Briefing your architect pencils in pot

Briefing your architect

Recently the types of enquiries we have been receiving has changed a little, the backdrop of Brexit, the housing market and peoples tastes and budgets are all playing a part. But crucially people still need to extend, renovate and space-plan their homes and potential new homes. The housing market is sluggish, good opportunities are hard to find but there are some very interesting projects around, we like interesting, we love ‘long-term plans’ for homes and we adore well thought out, expressive, personal and architecturally orientated briefs from clients who want to work with the various constraints every project has to create the WOW factor.


We have a process like most architects for developing a brief, we ask that new potential clients think about what is really important to them, what are the key reasons for the project and what the property (or new property they’re buying) is like and how it is situated. In those initial stages of talking to new or potential clients, we like to draw out what the key parameters of a project are, the ‘WHY’ of the project. We are laying the metaphorical foundations for the design. The brief, we have found, is an iterative, developing thing. There is no right or wrong brief, some briefs are limited and need more information, others are very specific, some are expansive or open-ended. Some focus on value, some on long-term flexibility and others on aesthetics. In subsequent posts, we will aim to expand in this journal post as we are really interested in ‘The Brief’ and how a great brief leads to great design.

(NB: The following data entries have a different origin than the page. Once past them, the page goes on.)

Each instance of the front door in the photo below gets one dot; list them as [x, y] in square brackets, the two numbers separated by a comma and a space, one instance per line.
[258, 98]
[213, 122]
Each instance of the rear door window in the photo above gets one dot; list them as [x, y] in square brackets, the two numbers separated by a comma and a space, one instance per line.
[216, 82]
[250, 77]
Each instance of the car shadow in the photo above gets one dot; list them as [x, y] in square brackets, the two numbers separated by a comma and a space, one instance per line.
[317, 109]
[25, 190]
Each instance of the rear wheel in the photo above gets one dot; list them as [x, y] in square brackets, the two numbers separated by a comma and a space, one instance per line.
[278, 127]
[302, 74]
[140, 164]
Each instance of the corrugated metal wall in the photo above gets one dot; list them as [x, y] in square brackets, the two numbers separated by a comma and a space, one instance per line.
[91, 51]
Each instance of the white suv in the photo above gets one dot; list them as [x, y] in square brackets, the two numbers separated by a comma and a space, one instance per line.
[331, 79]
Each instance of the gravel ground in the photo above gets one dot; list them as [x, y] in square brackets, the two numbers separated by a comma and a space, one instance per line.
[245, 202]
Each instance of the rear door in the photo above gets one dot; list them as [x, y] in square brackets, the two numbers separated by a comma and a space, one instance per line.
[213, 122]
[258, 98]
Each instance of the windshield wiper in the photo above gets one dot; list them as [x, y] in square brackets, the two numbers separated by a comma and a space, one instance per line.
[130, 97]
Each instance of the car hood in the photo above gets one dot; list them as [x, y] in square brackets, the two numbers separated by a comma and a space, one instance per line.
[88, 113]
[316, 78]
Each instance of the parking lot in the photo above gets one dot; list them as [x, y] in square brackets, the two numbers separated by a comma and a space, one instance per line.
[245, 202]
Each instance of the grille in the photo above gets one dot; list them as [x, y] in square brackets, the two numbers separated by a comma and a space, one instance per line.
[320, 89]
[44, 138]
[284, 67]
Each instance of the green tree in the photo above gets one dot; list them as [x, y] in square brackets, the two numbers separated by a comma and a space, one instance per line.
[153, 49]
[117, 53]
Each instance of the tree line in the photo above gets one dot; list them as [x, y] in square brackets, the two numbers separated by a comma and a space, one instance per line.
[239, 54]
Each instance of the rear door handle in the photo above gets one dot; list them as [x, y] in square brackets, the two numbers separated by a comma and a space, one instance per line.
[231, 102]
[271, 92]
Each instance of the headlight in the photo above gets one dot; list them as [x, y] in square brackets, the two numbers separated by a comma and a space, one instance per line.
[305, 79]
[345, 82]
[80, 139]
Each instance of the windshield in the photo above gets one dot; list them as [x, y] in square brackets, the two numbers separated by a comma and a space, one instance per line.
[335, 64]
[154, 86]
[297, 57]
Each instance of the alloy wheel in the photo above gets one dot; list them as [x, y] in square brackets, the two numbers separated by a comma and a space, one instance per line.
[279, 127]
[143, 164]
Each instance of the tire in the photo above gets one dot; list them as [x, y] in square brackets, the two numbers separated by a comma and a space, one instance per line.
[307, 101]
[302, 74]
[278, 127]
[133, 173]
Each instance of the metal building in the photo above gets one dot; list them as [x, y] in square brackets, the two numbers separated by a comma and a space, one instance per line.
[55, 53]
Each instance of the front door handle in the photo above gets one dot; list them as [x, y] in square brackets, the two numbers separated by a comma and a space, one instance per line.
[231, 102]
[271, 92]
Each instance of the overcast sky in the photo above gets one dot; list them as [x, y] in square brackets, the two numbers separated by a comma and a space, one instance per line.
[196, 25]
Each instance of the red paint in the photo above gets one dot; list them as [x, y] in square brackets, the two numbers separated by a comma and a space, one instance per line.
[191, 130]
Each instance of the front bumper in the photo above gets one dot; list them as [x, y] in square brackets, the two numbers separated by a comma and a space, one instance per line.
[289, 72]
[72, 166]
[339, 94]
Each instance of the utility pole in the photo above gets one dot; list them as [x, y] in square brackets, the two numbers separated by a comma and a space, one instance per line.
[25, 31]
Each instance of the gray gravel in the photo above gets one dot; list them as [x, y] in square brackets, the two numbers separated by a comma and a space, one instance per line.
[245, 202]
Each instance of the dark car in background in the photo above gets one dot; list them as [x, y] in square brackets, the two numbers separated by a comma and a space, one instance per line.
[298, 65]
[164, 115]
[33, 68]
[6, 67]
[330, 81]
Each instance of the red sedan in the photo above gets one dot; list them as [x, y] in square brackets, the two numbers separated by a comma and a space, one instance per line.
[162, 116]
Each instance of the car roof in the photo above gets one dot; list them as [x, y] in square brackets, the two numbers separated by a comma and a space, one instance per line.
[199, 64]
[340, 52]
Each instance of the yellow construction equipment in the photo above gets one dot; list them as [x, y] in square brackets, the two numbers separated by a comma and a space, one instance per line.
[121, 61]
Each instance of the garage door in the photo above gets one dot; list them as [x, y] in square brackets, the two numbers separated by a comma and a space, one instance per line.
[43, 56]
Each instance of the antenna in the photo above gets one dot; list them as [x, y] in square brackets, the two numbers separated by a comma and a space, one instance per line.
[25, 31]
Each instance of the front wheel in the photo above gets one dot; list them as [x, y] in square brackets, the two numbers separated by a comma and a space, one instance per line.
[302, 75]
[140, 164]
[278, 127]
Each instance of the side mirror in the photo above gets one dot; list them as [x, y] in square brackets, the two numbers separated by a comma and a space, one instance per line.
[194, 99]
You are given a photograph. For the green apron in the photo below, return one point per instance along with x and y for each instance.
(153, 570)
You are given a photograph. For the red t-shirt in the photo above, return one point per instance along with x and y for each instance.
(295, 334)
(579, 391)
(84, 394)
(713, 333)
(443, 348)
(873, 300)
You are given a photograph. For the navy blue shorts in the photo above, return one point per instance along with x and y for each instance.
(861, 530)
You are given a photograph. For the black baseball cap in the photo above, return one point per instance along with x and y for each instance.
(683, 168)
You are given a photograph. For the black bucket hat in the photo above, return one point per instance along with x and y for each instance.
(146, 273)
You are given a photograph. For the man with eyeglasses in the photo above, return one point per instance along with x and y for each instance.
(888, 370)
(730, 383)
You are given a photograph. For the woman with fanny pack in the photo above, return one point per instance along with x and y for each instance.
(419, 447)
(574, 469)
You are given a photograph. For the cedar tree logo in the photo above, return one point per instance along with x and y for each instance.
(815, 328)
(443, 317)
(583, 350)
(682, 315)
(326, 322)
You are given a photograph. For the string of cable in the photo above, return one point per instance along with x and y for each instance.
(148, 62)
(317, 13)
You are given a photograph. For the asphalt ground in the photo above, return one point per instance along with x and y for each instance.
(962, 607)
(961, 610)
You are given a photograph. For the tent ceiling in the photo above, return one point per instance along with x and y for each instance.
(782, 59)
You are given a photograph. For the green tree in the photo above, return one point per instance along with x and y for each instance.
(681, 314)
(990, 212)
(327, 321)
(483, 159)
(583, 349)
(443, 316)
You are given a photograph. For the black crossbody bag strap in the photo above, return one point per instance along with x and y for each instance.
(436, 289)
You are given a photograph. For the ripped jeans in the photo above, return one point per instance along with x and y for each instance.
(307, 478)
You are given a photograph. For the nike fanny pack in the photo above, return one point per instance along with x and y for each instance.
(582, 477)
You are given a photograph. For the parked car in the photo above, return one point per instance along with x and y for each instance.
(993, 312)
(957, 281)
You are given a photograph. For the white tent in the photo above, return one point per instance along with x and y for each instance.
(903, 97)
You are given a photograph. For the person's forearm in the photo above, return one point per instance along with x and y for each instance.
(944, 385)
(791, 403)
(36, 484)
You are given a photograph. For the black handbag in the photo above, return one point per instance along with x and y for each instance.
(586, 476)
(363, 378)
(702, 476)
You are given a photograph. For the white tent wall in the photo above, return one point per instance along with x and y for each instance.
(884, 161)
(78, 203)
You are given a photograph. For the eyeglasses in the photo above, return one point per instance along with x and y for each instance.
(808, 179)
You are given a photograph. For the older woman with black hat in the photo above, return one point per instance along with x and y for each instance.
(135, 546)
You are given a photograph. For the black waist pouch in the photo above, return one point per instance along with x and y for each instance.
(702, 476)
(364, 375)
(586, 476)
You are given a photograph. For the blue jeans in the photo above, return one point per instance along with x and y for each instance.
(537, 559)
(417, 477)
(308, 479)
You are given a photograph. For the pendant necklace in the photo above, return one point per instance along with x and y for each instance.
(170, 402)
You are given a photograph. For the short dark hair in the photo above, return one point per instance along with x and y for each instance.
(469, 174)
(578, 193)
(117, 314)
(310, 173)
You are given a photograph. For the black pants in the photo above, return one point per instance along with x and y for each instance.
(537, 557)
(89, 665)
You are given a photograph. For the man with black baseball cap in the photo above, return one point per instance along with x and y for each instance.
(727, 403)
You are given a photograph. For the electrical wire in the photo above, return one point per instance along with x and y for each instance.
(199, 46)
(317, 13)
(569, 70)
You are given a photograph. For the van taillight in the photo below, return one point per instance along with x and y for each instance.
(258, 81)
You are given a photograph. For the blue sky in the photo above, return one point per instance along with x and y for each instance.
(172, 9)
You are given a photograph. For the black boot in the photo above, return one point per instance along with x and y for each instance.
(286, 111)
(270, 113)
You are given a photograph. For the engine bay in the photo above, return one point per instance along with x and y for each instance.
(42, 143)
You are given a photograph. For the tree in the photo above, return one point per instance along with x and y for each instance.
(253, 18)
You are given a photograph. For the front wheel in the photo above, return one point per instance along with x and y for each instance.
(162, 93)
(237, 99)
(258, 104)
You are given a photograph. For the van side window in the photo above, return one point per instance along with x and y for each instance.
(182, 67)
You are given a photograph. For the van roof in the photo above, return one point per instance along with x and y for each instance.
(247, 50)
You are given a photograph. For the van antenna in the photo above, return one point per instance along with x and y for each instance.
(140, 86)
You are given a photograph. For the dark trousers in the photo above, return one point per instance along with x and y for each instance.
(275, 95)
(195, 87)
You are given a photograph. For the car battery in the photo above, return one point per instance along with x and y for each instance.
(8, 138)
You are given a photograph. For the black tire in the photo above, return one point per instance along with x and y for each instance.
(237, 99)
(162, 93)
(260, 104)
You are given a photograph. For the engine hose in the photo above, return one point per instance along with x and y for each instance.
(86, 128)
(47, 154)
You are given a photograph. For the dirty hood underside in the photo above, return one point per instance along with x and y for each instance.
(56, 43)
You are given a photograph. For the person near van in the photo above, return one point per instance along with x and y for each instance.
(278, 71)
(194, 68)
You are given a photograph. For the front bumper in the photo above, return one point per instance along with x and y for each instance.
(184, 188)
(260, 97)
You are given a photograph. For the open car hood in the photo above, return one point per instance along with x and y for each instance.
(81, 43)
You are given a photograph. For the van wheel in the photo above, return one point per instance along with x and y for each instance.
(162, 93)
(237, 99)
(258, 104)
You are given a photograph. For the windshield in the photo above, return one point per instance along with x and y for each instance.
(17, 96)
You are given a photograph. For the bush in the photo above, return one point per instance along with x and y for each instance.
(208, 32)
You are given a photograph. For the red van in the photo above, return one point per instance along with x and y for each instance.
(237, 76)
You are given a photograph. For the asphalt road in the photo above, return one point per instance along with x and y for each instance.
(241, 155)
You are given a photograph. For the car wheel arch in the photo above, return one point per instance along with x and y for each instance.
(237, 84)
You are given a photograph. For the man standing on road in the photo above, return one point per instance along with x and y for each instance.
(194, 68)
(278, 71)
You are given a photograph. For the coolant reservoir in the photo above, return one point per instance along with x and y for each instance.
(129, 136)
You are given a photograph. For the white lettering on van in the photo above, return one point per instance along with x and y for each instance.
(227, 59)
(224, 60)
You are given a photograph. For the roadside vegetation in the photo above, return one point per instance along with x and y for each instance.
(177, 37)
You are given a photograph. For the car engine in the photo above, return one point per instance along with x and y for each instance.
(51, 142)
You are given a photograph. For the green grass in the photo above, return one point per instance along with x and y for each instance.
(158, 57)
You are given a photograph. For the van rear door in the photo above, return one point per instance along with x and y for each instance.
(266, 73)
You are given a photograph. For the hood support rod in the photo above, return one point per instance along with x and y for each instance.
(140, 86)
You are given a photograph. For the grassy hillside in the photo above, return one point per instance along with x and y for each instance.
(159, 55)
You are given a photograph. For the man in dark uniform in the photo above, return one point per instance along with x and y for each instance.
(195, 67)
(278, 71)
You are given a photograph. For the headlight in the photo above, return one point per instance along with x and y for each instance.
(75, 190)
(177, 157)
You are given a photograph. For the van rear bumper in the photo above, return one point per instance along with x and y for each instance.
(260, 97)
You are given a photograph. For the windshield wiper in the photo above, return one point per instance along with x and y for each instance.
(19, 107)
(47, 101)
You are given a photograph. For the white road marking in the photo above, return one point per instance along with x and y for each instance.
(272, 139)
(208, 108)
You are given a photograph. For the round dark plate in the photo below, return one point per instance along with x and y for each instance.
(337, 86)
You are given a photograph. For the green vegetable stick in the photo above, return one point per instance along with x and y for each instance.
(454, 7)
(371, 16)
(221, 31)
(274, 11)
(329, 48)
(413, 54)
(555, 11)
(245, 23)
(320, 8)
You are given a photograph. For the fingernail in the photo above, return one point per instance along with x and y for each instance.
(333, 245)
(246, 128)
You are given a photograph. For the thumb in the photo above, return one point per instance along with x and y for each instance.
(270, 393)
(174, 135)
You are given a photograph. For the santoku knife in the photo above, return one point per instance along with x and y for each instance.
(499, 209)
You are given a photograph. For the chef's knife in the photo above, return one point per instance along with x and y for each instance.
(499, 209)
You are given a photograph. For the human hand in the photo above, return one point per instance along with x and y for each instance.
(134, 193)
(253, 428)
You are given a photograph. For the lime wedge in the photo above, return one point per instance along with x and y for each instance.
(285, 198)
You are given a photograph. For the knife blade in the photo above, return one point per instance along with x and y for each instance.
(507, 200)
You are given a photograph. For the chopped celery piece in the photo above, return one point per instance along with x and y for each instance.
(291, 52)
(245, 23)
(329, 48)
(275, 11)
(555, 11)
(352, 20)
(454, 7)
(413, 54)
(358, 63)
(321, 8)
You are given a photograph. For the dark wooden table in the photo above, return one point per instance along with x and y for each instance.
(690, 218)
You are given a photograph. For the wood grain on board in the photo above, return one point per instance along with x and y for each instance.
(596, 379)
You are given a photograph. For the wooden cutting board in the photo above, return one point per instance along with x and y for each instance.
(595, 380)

As a start we ask that clients prepare some information ahead of meeting us, this information will be useful however a client proceeds and whoever they choose to work with. Estate agents plans and a brochure; past planning application drawings or neighbours drawings (from the planning pages of the local authority); a schedule of the spaces they’d like to achieve; budget; timings and some key elements the design must deliver are very good things to start a discussion with us. It’s completely fine to start a discussion with us with a series of questions, we will fill in the blanks and then the brief can be written with us. There is no right way but remember that Brief and Budget = Scope.